12 giugno 2017 | 16.43
LETTURA: 2 minuti

Italy, Germany urging investment in Africa to combat migration - Gentiloni

Rome and Berlin strongly support investment in the sustainable development of African migrants' home countries, Italian premier Paolo Gentiloni told a meeting of African leaders on Monday in the German capital, ahead of the G20 summit.

"We believe that to combat migration we must support sustainable development and invest in migrants' countries of origin as well as in transit countries through specific partnerships," Gentiloni stated.

"Germany and Italy are strongly backing this in the European Union," he said.

"The G20 provides an important forum to promote best practice and forge common strategies as well as to establish principles of shared responsibility and burden sharing," Gentiloni underlined.

German Chancellor Angela Merkel is hosting the conference titled "G20 Africa Partnership - Investing in a Common Future". Guests include the presidents of Egypt and Guinea, which currently holds the African Union's rotating presidency, as well as Ivory Coast, Mali, Niger, Rwanda, Senegal and Tunisia.

Germany is offering some 300 million euros in aid for countries who commit to fighting corruption, improving transparency and upholding human rights, development Minister Gerd Mueller said ahead of Monday's conference.
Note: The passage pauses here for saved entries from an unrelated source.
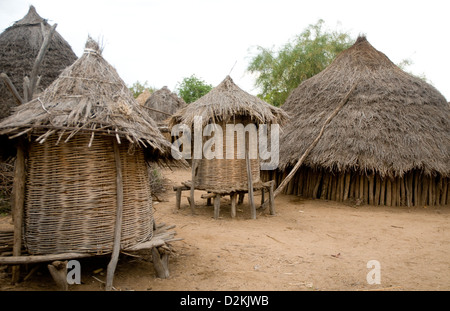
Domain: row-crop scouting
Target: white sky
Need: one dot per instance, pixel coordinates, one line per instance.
(163, 41)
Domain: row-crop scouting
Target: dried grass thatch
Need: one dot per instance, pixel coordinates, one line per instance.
(393, 122)
(90, 98)
(226, 101)
(19, 47)
(165, 101)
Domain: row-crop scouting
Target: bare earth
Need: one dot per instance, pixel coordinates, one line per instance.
(309, 245)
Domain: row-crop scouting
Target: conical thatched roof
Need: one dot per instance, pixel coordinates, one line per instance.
(19, 47)
(393, 122)
(90, 98)
(163, 100)
(226, 101)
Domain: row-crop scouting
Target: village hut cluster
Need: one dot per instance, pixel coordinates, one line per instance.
(361, 130)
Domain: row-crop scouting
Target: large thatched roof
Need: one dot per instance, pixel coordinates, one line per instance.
(90, 98)
(19, 46)
(163, 100)
(393, 122)
(226, 101)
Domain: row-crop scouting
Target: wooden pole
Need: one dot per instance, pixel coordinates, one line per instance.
(313, 144)
(18, 205)
(191, 200)
(233, 204)
(12, 88)
(118, 226)
(249, 179)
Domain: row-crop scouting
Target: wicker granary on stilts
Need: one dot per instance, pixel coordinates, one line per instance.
(19, 47)
(161, 105)
(225, 105)
(388, 145)
(85, 188)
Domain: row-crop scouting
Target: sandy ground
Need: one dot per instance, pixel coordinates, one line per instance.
(308, 245)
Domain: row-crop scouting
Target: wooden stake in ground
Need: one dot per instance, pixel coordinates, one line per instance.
(311, 147)
(118, 226)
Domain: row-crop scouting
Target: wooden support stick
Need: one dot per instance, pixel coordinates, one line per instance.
(249, 180)
(192, 201)
(58, 271)
(272, 199)
(178, 198)
(216, 206)
(118, 226)
(160, 263)
(233, 204)
(314, 143)
(18, 205)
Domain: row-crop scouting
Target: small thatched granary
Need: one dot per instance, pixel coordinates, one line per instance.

Germany, Europe's largest economy, has taken in more than one million asylum seekers since 2015 most of them from war-wracked Syria, Iraq and Afghanistan, but also many thousands from Ethiopia, Nigeria and elsewhere in Africa.

Many hundreds of thousands of migrants have arrived in Italy - the eurozone's largest economy - in recent years aboard boats that set sail from North Africa amid an ongoing emergency in the Mediterranean.

Merkel is hosting the initiative as part of Germany's presidency of the Group of 20 powerful economies, whose leaders meet in the northern port of Hamburg in July.

Under the G20 "compacts" plan, an initial seven African nations will pledge reforms to attract more private sector investment, in return for technical support from development institutions including the IMF and the World Bank, as well as companies from G20 partner countries.

Over 100 banks, companies and other potential investors are expected at the G20 conference.